La plupart des distributions rang-taille des villes observées s’écartent de la loi de Zipf, c'est-à-dire d’une distribution dont la pente est égale à -1.

Celle-ci ne représenterait qu’un cas parmi d’autres distributions. Dans un sens large, la loi de Zipf conduit, toutefois, à s’interroger sur la stabilité du coefficient de hiérarchisation.

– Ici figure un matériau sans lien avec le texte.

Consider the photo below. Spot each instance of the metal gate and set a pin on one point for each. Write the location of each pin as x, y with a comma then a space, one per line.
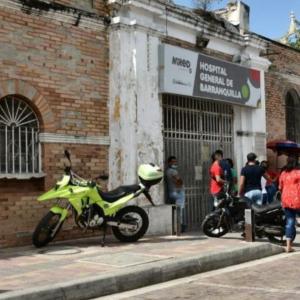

Les comparaisons diachroniques (l’évolution du coefficient au sein d’un même pays) semblent apporter plus d’éléments d’analyse que les comparaisons internationales (les coefficients des distributions des tailles des villes des différents pays). Certains auteurs émettent ainsi l’hypothèse d’une évolution en U inversé du coefficient de hiérarchisation. Celui-ci obtient des valeurs élevées (faible concentration urbaine) lorsque le niveau

de développement économique d’un pays est faible, puis baisse (tendance à la concentration dans les grandes villes), lorsque le pays entre dans une phase de développement économique rapide, avant de connaître un mouvement inverse (décongestion et déconcentration urbaine), quand le pays arrive dans une phase de maturité économique.

Le chapitre suivant propose d’examiner ces hypothèses dans le cadre de deux pays qui, par la taille de leur population et par leur croissance économique, émergent et se confirment de façon surprenante dans l’économie mondiale du 21ème siècle, la Chine et l’Inde. Ces deux pays représentent deux cas fort intéressants, par le fait que leur trajectoire, durant les vingt dernières années, est accompagnée par des modifications profondes de leur paysage urbain.